On April 25, we celebrate Girls in ICT Day, established by the International Telecommunications Union (ITU) in 2010 to inspire girls to consider a career in technology. Women are half the world's population and half the world's talent, but there's a persistent gender gap in the Information and Communication Technology (ICT) field.
As a first tour economic officer with a Ph.D. in Computer Science, I'm thrilled to be able to use my background to contribute to the ITU program celebrating International Girls in Information and Communication Technology (ICT). Today, I taught 27 girls of ages between 13 and 17 the basics of programming in python, an intuitive, but powerful programming language that is widely used by software companies, research scientists, engineers, and universities. My goal was to introduce the girls to the world of programming, demystify code, and open their eyes to the possibilities offered by a career in ICT. As I walked them through their first program, they showed a great deal of enthusiasm, and I could see their confidence building as they learned to code.
The way the workshop warmed the students up to programming reminded me of how I became a scientist. I wasn't passionate about science when I started college, but in my freshman year at Dartmouth I signed up for an introductory physics course. Once they noticed my involvement, the college's Women in Science Program helped me get a job in a plasma physics laboratory. More than anything else, it was my small successes in that laboratory that convinced me I could succeed in science. With this in mind, I worked with ITU to plan a series of technical workshops designed to give girls hands-on experience in programming computers, making films, designing mobile phone applications, and managing satellites.
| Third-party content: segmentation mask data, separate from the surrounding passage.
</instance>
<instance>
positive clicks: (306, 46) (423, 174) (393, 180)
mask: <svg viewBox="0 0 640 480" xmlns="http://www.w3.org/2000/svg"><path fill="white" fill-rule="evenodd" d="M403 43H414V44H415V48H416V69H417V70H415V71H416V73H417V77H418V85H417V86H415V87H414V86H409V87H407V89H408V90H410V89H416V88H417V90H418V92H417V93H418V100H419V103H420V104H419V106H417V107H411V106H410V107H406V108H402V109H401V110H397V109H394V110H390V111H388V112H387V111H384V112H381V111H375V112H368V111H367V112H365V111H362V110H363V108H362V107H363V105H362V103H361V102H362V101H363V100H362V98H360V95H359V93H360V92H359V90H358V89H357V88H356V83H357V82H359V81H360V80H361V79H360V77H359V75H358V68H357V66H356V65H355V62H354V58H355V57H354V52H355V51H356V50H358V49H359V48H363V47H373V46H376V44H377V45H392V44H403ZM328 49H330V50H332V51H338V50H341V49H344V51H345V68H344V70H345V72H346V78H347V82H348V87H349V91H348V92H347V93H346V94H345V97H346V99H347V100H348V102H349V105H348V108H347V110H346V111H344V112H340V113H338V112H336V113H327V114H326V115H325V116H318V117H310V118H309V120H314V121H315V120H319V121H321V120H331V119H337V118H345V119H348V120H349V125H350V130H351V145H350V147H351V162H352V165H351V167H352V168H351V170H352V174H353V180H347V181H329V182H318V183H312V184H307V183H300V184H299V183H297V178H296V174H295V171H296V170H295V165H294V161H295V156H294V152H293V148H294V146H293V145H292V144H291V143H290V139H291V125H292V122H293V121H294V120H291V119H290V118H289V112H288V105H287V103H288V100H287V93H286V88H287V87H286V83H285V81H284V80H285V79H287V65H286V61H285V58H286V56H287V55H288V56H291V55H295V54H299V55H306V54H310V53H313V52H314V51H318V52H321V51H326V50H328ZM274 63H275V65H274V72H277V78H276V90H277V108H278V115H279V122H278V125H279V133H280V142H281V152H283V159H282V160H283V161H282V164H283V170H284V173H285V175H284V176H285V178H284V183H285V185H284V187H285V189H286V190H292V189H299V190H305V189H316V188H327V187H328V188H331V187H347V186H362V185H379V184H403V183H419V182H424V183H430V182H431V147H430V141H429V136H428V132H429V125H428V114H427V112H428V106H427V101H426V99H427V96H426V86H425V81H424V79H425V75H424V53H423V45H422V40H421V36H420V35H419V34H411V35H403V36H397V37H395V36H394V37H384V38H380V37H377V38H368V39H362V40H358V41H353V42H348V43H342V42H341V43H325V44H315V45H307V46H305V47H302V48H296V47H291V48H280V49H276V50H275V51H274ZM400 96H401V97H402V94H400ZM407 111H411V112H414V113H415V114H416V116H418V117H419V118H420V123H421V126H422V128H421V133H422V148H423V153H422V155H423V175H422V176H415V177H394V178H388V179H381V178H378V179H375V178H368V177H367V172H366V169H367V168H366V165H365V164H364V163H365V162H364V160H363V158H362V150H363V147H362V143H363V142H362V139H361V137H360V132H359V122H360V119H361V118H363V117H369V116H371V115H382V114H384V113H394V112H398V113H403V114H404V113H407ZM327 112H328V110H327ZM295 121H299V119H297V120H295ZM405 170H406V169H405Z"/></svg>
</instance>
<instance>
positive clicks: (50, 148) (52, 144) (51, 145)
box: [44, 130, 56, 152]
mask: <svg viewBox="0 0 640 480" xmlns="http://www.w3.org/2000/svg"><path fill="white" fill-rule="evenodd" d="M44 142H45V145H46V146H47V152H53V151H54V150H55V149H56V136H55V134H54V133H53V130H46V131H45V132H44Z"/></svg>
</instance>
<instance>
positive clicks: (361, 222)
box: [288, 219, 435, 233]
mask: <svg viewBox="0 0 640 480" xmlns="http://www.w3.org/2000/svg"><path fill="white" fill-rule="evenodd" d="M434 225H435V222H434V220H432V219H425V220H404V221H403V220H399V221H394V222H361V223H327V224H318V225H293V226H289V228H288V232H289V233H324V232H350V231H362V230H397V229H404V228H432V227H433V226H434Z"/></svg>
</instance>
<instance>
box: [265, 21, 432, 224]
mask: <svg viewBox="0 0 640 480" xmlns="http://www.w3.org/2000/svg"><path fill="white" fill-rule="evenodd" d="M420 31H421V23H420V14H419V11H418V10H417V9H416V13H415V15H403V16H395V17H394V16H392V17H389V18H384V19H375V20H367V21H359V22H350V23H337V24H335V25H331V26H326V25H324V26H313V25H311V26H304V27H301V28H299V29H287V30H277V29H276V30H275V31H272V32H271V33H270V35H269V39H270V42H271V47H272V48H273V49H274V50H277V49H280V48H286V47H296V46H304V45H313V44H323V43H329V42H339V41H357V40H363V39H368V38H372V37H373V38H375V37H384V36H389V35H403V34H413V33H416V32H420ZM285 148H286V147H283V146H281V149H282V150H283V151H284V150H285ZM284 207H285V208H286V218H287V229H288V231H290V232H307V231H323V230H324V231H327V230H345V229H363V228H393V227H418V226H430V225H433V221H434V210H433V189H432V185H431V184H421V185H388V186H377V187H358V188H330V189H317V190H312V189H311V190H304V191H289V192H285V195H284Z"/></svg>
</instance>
From the Department of State's TechWomen program, an international exchange that uses technology as a means to empower women and girls worldwide, to U.S.-Brazil cooperation and exchanges with women scientists, the Department of State is working on multiple fronts to strengthen women and girls' access to the fields of Science, Technology, Engineering, and Math.
Girls will be more likely to pursue careers in ICT if they believe they can succeed. The research shows that hearing the right policy message is an important factor, but the best way for a girl to build confidence is to try a technical project and succeed at it. I hope my programming workshop has convinced a small group of the next generation of women that they can succeed in ICT as well.